SCOTUS & The Slants 

Trademark Law

On September 29, 2016, the Supreme Court of the United States granted certiorari in the case of Lee v. Tam – the appeal from the CAFC decision in In Re Tam, which struck down the disparagement provision of Section 2(a) of the Lanham Act as violating the First Amendment. The Supreme Court declined to hear the Washington Redskins’ (procedurally unorthodox) appeal as well, despite the football team’s insistence that they were better situated to argue the case.
The two cases present slightly different issues (the Redskins had their previously-registered mark cancelled while The Slants were denied registration at the outset) but are nevertheless linked. Should The Slants prevail and should the disparagement provision be deemed unconstitutional, the result will be a victory for the Redskins as well.
The granting of certiorari reignited debate amongst trademark commentators as to the merits of the case. In observing this, I can discern two primary issues that seem to become blurred as they are debated.
The first issue is the constitutional issue, the legal issue. Does the disparagement provision violate the First Amendment by denying trademark registration to marks which may disparage others? What is the proper legal test or framework to analyze the issue? Are trademarks purely commercial speech? What are the purposes of constricting the protection of commercial speech?

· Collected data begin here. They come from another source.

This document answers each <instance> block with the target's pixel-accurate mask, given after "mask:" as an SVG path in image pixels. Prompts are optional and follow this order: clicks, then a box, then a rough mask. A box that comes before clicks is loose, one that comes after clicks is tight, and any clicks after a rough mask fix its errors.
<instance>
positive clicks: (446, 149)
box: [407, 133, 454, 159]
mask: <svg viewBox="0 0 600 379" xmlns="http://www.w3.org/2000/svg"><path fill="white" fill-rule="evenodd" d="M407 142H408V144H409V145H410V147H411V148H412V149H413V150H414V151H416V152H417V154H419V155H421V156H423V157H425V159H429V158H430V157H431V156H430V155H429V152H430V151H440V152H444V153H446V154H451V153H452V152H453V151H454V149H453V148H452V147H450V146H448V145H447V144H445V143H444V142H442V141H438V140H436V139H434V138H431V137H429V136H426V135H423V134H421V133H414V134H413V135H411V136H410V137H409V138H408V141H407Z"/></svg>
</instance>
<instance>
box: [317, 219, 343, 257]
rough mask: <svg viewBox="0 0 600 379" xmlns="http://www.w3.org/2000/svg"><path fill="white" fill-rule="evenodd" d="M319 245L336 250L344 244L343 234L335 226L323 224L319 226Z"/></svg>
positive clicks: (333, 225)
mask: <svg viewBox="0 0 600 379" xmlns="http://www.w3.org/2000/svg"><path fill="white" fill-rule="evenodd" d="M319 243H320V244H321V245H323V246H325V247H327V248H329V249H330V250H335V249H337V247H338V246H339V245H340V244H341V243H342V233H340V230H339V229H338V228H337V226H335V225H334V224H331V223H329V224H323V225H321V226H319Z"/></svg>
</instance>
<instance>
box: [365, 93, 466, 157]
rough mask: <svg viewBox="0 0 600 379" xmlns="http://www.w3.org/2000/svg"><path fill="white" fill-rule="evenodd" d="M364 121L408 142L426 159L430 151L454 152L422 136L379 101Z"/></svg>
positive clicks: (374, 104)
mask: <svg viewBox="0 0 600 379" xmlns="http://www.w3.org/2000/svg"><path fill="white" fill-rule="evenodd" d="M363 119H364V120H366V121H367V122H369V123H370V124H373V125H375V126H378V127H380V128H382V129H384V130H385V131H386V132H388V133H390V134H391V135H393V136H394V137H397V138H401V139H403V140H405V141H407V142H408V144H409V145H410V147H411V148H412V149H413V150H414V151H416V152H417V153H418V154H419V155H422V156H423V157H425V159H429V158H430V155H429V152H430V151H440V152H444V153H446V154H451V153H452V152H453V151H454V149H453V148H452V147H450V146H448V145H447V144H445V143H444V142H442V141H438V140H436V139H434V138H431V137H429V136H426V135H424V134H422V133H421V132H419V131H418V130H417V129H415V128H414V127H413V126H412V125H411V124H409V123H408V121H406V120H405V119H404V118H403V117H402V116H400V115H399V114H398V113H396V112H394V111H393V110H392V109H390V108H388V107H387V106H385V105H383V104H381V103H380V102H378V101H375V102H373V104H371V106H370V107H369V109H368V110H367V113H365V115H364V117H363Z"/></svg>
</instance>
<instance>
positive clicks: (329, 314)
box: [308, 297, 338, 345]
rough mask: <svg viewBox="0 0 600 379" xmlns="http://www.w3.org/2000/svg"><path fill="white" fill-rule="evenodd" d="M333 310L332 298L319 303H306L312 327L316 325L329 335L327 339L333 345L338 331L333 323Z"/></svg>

The second issue is the social, cultural, policy issue. Should the government be placing a seal of approval by way of the ® symbol on disparaging marks? What is the intent of the mark owner? What does it mean to reclaim a racial slur? What is the context of the mark? Is it right to name a band after a racial slur? Is it right to use Native Americans and a racial slur as branding for a football team?
It’s my contention that the issues are separate. I firmly believe that the first issue and the questions of constitutionality are all that may be properly considered by the Supreme Court here. However, the second issue should not be ignored. The social impact of words and phrases is an issue that the public should debate and that consumers should consider when deciding whether to attend concerts or football games.
First Amendment cases will almost always concern controversial speech by nature, but the legal and social issues can still be extricated from each other and the answer to one does not necessarily influence the answer to another. The conclusions that the Redskins mark is disparaging to Native Americans and that Section 2(a) is unconstitutional are not in conflict with each other. Should the disparagement provision be upheld, the social issue will continue to be blended with the legal issue in the Patent & Trademark Office. However, for now, the intentions of mark owners ought to be irrelevant in the Supreme Court, but openly discussed by the public.